Last month we presented you with a little game of Spot the differences between watermarks. Here are the solutions:
Easy:
These images show two different watermarks, although they belong to the same type, ie. both watermarks are structures of two towers with porticullus. One of them, however, has two windows and an L* below, while the other has four windows, a cembric nut and L above the gate and a sun below, to name but a few differences.
Watermarks with two towers and windows were fairly popular in the German speaking area in the fifteenth and sixteenth centuries.
Difficult:
These images show most likely a pair of watermarks. Note the different position of the letter H on the chainline, the slightly dented door in the left tower and the different sizes of the windows next to the portcullis. Specialists among you might have spotted that the two images are taken on two subsequent leaves in one manuscript, which makes it likely that the watermarks are a pair instead of variants.
There are pairs of watermark because two people works simultaneously with two moulds (but only one deckle) on making paper. One person dips the mould with a deckle into the vat filled with pulp and pulls it out while shaking it slightly to spread the pulp evenly. Then he takes away the deckle, a frame of some sort, and pushes the mould with the paper pulp over a rack or plank towards the second person, the goucher. After the excess water has drained away, the goucher takes the mould and presses the paper pulp onto a piece of moist felt – this is known as gouching – and hands back the empty mould to the first person. Instead of waiting to get the empty mould back, the papermaker uses the deckle on a second mould, thus ensuring that the papermaking was done as quickly as possible. Both moulds have watermarks, but because they are handmade, they are slightly different, and these differences are visible in the two images above.
Really difficult:
Here you can see two versions of a watermark. The top of the roof in Lbs 6 fol is narrower and the L at the bottom is more lop-sided than in Lbs 336 fol, although both images show dented doors and towers.

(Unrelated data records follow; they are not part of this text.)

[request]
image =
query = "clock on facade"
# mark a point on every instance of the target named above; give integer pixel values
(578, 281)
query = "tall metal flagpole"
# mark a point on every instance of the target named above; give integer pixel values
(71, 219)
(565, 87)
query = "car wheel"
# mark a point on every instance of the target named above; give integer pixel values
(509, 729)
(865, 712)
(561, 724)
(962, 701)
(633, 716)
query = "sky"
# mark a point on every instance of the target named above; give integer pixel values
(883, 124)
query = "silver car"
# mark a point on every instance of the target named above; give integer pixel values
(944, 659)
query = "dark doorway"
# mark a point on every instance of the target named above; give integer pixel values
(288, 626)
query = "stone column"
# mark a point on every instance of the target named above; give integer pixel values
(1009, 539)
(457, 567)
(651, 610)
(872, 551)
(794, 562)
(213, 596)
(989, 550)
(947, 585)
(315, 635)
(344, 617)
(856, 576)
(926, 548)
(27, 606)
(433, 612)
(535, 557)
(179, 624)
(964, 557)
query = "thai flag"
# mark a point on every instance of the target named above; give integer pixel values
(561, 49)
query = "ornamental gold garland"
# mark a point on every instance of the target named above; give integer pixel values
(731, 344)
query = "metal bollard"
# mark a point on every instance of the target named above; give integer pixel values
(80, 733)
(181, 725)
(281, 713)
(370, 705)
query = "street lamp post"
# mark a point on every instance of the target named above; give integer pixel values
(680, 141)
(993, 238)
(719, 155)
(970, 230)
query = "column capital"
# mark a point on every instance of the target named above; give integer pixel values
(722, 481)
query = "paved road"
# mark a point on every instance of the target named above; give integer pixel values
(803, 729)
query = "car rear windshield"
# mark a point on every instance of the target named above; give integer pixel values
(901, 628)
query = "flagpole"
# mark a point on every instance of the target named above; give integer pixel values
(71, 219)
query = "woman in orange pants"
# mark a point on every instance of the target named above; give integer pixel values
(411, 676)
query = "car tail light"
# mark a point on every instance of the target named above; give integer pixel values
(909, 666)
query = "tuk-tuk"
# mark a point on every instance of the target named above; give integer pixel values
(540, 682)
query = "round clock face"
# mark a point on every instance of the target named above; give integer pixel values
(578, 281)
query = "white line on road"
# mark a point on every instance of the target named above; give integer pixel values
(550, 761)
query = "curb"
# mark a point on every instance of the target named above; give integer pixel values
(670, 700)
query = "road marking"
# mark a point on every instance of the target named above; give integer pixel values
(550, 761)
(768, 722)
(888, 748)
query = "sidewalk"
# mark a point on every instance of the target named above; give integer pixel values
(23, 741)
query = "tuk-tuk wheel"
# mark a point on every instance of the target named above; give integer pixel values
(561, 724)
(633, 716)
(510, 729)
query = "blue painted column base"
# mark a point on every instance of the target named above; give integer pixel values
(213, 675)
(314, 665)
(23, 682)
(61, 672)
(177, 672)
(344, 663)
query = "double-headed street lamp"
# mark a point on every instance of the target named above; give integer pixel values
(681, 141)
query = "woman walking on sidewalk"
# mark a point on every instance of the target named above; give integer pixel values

Variants of watermark occur because of wear-and-tear. Individual moulds were used between one and four years, and during this time the watermarks changed due to mechanical stress on the mould, including rough handling and cleaning with a brush.
Extremely difficult:
Here you can see variants of a watermark in two different manuscripts. Note the same width of the collar, as well as the same position on the chainlines and the shape of the cap, but the difference in the mark below the fool‘s cap. Spotting the differences is made more difficult because of the low quality of the paper, which makes the watermark slightly fuzzy, and because the ink is still visible in these images, taken with backlighting and a mobile phone camera. The watermarks are found in two manuscripts; both are books of correspondence of Bishop Brynjólfur Sveinsson (1605-75), and through an analysis of the distribution of watermarks we can gain valuable insight into the actual making of the manuscripts, usage of paper and paper trade.
Further reading:
Sandra Schultz, Papierherstellung im deutschen Südwesten: Ein neues Gewerbe im späten Mittelalter. Materiale Textkulturen 18. Berlin: de Gruyter, 2018.
Dard Hunter, Papermaking: The History and Technique of an Ancient Craft. New York: Dover Publishing, 1978.